In the previous section, we set the scene of what SRE is, what an SRE does and the principles of SRE. In this section, we’ll look at a real world example of SRE, best practices for reliability and troubleshooting and mitigation.
SRE Practices Example in the Real World
Ok enough with the Theory, show me an example of what and SRE does in the real world!
Let’s look at this real world incident from a Postmortem point of view.
An relatively large managed Kubernetes cluster running in a DEV environment with several managed community and custom operators/controllers running.
- Customer’s application’s logging and telemetry delayed reaching our logging & telemetry system
- Customer’s having intermittent timeout issues when performing management tasks on their cluster
- Monitoring system firing several alerts such as
a. delayed logs and metrics coming across
b. latency and errors when talking to api server
c. timeout errors with some of our cluster operators that talk to the api server
- Several Namespaces with customer applications were deleted
- Control plane components memory trend going up — visible via Managed Platform UI only
- Control plane component restarts frequently — visible via Managed Platform UI only
- Non Production Environment
- Internal Customers could not deploy their applications reliably and promote to upper environments (small releases often, so slowing production releases)
- Customers applications were up and running ok but monitoring on their apps were “blind” as logs & metrics were delayed
- While custom Operator recreated deleted namespaces, deployments inside these namespaces were deleted
Actions to mitigate
- SRE worked with Cloud Provider of Managed Cluster to increase Memory & CPU on their managed control plane components
- SRE team scripted cronjob to remove orphaned limitranges and resource quotas*
- SRE restored namespaces via latest velero backup
The root cause of this incident coincided with a recent operator upgrade. The operator in question was responsible for creating namespaces, setting resource limits, quotas and defaults and RBAC. Each time the Operator reconciled a namespace, it created a new limit range and resource quota. The old limit range and resource quota were not deleted, instead it got orphaned from the custom namespace CRD BUT were still associated with the Kubernetes namespace CRD.
So each of these Limit Range and Resource Quota objects for each namespace were been loaded into memory and were applied to any new upgrades or deployments that were applied to a given namespaces. Over time, the admission controller control plane component was reaching it’s own memory and cpu limits and was causing a restart of all the control plane components, i.e. api controller.
Customers and applications contacting the api server were now experiencing high latency issues or timeouts (a latency of 60s before returning an error).
Follow up actions to prevent happening again
- Since the deployment upgrade in question had been several weeks old, and was the result of a deterioration over time, a roll forward to a fixed version was preferred. The SRE worked with the dev team to implement the fix.
- The SRE and development team worked on simulating the error on a platform engineering environment, by deploying similar namespaces and workloads, decreasing the reconciliation time of the custom namespace CRD and automating deployment and deletion of apps until the issue could be recreated.
- The fix version was next deployed to the platform engineering environment with similar automations in place and monitoring over a longer period.

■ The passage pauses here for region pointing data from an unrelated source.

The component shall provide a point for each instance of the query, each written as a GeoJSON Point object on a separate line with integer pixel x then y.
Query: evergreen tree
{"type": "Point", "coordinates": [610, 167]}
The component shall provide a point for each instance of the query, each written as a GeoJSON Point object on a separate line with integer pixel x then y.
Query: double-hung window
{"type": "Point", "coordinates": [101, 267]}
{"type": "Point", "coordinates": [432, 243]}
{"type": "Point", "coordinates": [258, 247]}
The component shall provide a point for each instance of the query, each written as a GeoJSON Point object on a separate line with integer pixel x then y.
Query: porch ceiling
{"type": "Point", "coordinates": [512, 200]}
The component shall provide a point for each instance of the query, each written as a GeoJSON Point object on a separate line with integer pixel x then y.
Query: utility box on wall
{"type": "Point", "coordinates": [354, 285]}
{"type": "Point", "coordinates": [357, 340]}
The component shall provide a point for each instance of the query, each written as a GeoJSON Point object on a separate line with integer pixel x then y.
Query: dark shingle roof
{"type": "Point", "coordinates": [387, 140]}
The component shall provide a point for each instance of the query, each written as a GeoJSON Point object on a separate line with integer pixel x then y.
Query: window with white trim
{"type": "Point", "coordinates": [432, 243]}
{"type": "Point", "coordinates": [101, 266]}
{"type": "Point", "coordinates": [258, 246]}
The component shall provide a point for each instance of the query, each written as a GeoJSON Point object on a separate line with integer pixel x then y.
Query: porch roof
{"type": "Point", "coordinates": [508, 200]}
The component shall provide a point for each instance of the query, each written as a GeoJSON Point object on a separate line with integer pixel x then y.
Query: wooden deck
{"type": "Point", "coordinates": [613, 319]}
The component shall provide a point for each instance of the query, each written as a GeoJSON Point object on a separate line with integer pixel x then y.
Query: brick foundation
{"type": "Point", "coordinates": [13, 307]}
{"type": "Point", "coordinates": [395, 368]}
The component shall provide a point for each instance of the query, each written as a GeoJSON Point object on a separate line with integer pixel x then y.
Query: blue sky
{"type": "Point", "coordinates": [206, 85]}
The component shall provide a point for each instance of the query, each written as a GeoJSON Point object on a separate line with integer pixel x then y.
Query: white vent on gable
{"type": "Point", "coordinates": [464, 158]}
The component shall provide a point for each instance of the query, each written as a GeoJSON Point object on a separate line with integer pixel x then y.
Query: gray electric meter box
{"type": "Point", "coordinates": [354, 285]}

- The namespace deletion was a bit of a mystery, as nothing in the custom namespace controller logs or api server controller logs could determine what deleted it. A lock was put in place on the namespace via annotations and a admission controller to prevent any more deletions until a root cause could be identified.
- Moving all non prod clusters to a paid SLA with cloud provider, which included flexible and higher memory, cpu and monitoring.
- Work with Cloud Provider to API some of the diagnostics that could only be sen in the UI
As you can see, the SRE was involved from the start via first internal monitoring and then angry customers. The problem could not be attributed directly to a recent deployment, so mitigation’s to prevent any further damage was to work with the managed cluster provider to increase memory and cpu of the control plane components since these were restarting. The next mitigation was to restore the deployments in the namespaces that were deleted. After stabilizing the platform and restoring the customer deployments, investigations lead to further mitigations to remove orphaned Limit Ranges and Resource Quotas, which were building up over time, this was a scripted cron job.
Best Practices for Reliability
Testing for Reliability — Gamedays
How can you know if your applications and platforms are reliable if you haven’t tested the reliability automations you have put in place? Gamedays not only allow you to test the reliability of your systems and services but the processes and procedures you have in place to manage incidents such as the on call rotation, firecall access to systems to diagnose, troubleshooting techniques, remediation options, incident management, problem management, change management, root cause analysis, blameless postmortems etc
We can use Chaos Engineering in our Gamedays as it gives us the ability to inject failures into our clusters and infrastructure. Using tools such as Chaos Monkey or Gremlin, you can artificially increase CPU and memory, take down nodes, kill containers, blackhole a region, cause a DNS outage, inject latency into a node or service and much more. Using these Chaos Engineering techniques, you can test the reliability of different parts of your platform and how they react to different failures.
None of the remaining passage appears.